We'll use early stopping to avoid overfitting.

In [None]:
early_stop = tf.keras.callbacks.EarlyStopping(
    monitor='val_loss', patience=5, restore_best_weights=True
)

history = model.fit(
    train_gen,
    validation_data=val_gen,
    epochs=20,
    callbacks=[early_stop]
)

## 7. Evaluate on test set

In [None]:
# Reset test generator to avoid shuffling issues
test_gen.reset()
test_loss, test_acc = model.evaluate(test_gen)
print(f"Test accuracy: {test_acc:.4f}")

# Predictions and true labels
y_pred_prob = model.predict(test_gen)
y_pred = (y_pred_prob > 0.5).astype(int).flatten()

# True labels from test_gen (they are in the same order after reset)
y_true = test_gen.labels[:len(y_pred)]  # ensure same length

print("\nClassification Report:")
print(classification_report(y_true, y_pred, target_names=['No weapon', 'Weapon']))

# Confusion matrix
cm = confusion_matrix(y_true, y_pred)
plt.figure(figsize=(5,4))
sns.heatmap(cm, annot=True, fmt='d', cmap='Blues',
            xticklabels=['No weapon', 'Weapon'],
            yticklabels=['No weapon', 'Weapon'])
plt.xlabel('Predicted')
plt.ylabel('Actual')
plt.title('Confusion Matrix')
plt.show()

## 8. Plot training history

In [None]:
fig, (ax1, ax2) = plt.subplots(1, 2, figsize=(12,4))
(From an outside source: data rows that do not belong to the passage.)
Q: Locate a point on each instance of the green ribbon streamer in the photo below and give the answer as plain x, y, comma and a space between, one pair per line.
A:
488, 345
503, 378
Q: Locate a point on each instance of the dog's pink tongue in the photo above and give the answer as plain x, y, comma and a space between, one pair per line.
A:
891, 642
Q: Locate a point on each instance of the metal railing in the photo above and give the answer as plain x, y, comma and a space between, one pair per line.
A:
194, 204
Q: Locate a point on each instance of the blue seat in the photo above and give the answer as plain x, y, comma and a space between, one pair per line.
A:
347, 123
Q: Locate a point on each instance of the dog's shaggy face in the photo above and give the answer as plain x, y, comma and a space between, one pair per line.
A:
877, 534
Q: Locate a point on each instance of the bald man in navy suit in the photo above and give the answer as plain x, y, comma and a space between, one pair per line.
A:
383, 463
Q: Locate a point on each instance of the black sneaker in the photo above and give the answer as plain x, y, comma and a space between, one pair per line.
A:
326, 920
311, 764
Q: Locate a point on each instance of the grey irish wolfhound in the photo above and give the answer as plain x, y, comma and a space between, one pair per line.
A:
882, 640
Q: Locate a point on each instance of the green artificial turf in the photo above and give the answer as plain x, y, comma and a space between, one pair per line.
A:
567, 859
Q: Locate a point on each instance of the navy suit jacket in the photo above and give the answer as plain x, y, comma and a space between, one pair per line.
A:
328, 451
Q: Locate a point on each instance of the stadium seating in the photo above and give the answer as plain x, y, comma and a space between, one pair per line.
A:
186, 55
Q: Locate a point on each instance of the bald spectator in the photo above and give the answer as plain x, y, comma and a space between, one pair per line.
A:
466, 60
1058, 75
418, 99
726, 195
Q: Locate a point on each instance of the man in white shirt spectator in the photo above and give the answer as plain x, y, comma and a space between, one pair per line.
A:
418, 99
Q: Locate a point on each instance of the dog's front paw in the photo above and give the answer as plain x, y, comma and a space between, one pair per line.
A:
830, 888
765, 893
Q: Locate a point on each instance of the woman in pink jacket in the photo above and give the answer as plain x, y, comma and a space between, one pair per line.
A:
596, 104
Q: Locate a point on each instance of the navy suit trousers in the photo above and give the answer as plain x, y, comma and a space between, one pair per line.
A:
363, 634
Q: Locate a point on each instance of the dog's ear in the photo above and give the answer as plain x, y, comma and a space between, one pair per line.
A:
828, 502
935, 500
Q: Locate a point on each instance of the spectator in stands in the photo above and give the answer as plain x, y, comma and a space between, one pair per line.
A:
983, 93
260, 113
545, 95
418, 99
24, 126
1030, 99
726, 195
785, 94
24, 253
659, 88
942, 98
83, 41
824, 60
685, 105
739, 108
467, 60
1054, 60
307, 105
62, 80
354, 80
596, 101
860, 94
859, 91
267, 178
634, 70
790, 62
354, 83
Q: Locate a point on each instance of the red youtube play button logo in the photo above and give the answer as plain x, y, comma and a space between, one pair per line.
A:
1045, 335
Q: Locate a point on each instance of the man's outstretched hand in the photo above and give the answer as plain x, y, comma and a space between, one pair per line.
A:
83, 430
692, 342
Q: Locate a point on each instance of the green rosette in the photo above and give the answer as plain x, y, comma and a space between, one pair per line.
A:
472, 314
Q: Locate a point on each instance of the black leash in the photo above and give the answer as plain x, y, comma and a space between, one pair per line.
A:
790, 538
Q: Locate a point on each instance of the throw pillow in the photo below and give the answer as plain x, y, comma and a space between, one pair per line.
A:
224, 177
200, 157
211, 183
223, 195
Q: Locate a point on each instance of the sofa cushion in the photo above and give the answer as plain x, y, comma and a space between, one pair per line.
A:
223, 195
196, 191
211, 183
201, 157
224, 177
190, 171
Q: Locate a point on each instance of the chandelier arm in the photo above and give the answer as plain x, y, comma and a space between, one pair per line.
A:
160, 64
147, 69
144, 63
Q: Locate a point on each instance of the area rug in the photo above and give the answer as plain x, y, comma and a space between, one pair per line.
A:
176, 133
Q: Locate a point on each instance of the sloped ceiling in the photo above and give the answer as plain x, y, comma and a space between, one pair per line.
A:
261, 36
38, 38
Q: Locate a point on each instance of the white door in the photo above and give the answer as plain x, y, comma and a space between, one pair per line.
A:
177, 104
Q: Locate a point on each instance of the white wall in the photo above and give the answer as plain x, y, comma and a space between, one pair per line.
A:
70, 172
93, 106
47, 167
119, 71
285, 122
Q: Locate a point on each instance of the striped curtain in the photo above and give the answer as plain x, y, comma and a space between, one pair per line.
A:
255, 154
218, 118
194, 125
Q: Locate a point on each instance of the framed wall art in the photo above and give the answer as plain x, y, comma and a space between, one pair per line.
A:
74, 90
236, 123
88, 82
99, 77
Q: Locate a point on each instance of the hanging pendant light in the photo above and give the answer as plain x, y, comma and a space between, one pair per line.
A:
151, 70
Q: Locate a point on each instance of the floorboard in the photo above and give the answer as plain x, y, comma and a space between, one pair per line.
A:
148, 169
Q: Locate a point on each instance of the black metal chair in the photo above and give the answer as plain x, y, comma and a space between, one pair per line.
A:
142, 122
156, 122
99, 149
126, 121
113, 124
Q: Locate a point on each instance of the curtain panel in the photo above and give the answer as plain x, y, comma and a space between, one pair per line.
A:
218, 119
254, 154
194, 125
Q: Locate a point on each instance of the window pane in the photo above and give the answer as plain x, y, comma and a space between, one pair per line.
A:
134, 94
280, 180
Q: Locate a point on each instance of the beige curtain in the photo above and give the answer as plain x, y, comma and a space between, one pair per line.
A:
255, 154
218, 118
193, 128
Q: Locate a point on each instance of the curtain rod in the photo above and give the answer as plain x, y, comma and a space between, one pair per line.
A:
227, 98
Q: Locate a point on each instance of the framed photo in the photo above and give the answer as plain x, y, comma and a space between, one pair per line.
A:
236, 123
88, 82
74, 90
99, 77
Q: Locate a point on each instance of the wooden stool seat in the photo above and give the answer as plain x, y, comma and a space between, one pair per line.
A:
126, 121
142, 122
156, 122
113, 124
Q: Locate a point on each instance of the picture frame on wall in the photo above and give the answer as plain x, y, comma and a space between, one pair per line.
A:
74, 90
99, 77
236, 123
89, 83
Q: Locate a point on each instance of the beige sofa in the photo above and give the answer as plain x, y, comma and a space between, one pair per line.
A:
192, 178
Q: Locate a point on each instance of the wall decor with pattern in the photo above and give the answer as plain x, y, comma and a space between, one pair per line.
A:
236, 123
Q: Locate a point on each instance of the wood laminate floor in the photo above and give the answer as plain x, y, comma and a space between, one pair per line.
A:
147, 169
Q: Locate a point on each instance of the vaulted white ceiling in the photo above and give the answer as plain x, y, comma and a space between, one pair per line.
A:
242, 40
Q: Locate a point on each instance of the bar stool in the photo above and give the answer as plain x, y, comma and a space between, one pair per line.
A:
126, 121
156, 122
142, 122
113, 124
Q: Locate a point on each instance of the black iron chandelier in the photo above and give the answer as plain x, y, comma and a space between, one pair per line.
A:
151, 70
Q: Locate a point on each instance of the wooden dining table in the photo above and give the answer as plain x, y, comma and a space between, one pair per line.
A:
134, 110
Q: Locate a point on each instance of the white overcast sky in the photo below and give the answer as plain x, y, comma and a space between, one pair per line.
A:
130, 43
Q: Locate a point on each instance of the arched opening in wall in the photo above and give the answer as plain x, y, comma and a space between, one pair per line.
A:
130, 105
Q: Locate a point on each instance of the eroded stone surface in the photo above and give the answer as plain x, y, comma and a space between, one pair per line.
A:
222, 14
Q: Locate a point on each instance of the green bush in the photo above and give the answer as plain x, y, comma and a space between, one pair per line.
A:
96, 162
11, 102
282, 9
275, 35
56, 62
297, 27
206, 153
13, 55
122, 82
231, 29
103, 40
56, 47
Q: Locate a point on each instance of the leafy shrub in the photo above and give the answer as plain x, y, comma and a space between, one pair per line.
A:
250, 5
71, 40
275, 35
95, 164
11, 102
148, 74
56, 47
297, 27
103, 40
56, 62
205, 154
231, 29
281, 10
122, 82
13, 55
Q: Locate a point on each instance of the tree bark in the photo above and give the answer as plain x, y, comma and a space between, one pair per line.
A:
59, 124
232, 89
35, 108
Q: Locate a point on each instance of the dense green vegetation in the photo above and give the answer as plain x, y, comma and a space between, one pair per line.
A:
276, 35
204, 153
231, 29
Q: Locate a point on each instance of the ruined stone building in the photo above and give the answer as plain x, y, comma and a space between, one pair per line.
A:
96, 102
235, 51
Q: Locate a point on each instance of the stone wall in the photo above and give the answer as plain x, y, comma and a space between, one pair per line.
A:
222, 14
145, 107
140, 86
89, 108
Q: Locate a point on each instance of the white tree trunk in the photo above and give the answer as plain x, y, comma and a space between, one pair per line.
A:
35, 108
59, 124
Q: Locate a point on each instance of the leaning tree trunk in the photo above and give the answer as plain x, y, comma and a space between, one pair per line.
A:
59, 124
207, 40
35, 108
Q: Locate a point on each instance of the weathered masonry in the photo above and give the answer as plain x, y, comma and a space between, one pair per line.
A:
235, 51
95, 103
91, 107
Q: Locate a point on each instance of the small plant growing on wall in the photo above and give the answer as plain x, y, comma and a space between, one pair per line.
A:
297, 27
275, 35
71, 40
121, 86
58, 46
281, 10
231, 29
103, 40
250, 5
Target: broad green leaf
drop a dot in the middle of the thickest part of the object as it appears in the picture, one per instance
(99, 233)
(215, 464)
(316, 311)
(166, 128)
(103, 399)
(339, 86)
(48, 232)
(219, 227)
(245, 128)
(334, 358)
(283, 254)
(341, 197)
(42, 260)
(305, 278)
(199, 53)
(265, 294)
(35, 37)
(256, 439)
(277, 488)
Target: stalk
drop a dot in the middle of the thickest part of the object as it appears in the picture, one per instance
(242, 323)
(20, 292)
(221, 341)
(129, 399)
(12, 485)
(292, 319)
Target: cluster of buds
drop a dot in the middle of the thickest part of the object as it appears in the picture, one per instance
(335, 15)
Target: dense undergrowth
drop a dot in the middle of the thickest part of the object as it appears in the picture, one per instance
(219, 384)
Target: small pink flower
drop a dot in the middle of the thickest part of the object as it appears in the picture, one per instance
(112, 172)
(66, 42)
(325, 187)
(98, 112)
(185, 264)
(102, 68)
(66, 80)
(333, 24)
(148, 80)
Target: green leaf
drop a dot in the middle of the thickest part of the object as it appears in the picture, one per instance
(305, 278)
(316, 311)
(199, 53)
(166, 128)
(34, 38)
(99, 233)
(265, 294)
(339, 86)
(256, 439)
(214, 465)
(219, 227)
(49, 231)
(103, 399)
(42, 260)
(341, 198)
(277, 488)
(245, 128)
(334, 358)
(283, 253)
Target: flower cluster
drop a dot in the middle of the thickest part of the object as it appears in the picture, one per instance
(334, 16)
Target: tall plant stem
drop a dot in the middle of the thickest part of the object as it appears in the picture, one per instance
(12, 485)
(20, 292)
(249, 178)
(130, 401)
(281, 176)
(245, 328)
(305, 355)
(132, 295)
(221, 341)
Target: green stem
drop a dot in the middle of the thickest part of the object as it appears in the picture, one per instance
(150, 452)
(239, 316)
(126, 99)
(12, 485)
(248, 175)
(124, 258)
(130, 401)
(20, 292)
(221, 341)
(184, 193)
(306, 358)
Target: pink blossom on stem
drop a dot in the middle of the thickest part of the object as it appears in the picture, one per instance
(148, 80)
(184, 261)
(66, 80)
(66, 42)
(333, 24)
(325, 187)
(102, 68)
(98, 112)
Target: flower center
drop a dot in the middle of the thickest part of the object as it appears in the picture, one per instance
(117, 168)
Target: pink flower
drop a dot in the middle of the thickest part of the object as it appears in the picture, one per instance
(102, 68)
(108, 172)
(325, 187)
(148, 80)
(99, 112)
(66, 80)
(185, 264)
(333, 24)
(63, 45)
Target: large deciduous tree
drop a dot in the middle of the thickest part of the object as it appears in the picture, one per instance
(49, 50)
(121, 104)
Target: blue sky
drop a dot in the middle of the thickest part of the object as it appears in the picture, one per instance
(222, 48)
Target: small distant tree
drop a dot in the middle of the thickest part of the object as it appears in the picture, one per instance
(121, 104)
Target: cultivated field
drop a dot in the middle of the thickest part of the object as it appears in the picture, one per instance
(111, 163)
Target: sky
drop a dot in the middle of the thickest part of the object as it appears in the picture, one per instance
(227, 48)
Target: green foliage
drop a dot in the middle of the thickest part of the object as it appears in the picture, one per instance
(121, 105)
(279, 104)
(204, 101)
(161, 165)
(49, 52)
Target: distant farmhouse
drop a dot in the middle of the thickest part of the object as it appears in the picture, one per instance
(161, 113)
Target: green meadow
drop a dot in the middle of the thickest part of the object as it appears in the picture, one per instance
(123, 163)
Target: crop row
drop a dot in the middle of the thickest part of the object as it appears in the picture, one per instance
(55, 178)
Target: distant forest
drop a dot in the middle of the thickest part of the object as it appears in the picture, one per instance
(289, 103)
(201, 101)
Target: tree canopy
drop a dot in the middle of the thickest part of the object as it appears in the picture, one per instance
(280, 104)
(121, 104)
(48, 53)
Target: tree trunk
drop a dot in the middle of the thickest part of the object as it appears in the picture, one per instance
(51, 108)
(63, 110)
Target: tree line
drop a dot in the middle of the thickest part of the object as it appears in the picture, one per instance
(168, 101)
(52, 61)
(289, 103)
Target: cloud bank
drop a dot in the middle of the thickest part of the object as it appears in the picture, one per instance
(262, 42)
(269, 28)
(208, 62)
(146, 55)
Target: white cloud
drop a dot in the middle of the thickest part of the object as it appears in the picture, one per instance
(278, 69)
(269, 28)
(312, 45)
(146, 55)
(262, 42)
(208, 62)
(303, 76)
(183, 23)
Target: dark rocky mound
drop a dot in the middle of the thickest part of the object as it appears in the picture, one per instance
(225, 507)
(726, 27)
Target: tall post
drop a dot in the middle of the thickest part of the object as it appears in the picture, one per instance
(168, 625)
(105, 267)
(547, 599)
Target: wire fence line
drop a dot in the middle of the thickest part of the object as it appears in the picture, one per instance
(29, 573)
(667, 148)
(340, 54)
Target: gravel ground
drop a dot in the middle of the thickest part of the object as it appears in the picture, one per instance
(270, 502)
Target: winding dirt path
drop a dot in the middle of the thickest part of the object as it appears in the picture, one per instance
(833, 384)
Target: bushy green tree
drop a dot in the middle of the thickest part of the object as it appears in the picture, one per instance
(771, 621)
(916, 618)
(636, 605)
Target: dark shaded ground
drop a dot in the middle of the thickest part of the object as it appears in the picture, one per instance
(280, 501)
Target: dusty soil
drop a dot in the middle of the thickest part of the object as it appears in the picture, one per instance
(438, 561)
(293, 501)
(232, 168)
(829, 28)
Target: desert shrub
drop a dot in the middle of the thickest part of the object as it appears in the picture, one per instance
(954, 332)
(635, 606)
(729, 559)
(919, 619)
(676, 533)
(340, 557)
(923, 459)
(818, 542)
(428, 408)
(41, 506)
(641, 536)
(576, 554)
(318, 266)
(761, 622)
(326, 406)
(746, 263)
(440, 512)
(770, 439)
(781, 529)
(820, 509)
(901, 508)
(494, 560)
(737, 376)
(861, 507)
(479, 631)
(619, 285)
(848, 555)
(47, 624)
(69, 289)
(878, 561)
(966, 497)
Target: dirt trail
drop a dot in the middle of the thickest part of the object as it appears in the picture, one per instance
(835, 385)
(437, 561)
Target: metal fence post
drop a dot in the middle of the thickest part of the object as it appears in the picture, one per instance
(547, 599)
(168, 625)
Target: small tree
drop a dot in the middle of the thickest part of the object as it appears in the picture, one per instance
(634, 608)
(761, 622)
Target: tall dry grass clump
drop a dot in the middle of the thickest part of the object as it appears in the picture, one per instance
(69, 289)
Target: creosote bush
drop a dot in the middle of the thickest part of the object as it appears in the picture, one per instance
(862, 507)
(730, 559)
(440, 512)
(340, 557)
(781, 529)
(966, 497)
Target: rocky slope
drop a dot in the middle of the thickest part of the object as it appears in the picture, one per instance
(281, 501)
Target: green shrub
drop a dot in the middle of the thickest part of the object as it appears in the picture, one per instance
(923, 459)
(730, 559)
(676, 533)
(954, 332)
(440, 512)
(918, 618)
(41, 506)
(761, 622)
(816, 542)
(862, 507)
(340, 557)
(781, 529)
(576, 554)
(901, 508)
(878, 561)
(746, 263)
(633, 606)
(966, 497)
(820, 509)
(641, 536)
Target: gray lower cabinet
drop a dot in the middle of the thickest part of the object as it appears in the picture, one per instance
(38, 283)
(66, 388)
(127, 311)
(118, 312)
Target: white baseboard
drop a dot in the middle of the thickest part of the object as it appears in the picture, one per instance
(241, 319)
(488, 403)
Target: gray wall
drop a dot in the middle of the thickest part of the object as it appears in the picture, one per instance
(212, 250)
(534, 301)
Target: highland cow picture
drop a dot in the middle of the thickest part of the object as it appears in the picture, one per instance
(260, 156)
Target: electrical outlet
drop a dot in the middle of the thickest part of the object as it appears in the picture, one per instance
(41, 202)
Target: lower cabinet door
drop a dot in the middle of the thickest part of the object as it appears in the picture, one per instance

ax1.plot(history.history['loss'], label='train')
ax1.plot(history.history['val_loss'], label='validation')
ax1.set_title('Loss')
ax1.set_xlabel('Epoch')
ax1.legend()

ax2.plot(history.history['accuracy'], label='train')
ax2.plot(history.history['val_accuracy'], label='validation')
ax2.set_title('Accuracy')
ax2.set_xlabel('Epoch')
ax2.legend()

plt.tight_layout()
plt.show()

## 9. Show sample predictions

Visualise a few test images with true and predicted labels.

In [None]:
def show_predictions(model, paths, true_labels, num_samples=8):
    """Display images with true and predicted labels."""
    indices = random.sample(range(len(paths)), num_samples)
    plt.figure(figsize=(15, 8))
    for i, idx in enumerate(indices):
        img_path = paths[idx]
        true_label = true_labels[idx]
        
        # Load and preprocess image for prediction
        img = image.load_img(img_path, target_size=IMG_SIZE)
        img_array = image.img_to_array(img)
        img_array = np.expand_dims(img_array, axis=0)
        img_array = preprocess_input(img_array)
        
        pred_prob = model.predict(img_array, verbose=0)[0][0]
        pred_label = 1 if pred_prob > 0.5 else 0
        
        # Load original image for display
        orig_img = cv2.cvtColor(cv2.imread(img_path), cv2.COLOR_BGR2RGB)
        
        plt.subplot(2, 4, i+1)
        plt.imshow(orig_img)
        color = 'green' if pred_label == true_label else 'red'
        title = f"True: {'Weapon' if true_label else 'No weapon'}\nPred: {'Weapon' if pred_label else 'No weapon'}"
        plt.title(title, color=color)
        plt.axis('off')
    plt.tight_layout()
    plt.show()

show_predictions(model, X_test, y_test, num_samples=8)

## 10. Save the model (optional)

You can save the trained model for later use.

In [None]:
# model.save("cctv_weapon_classifier.h5")

---
**Notebook complete.** Thank you for following along!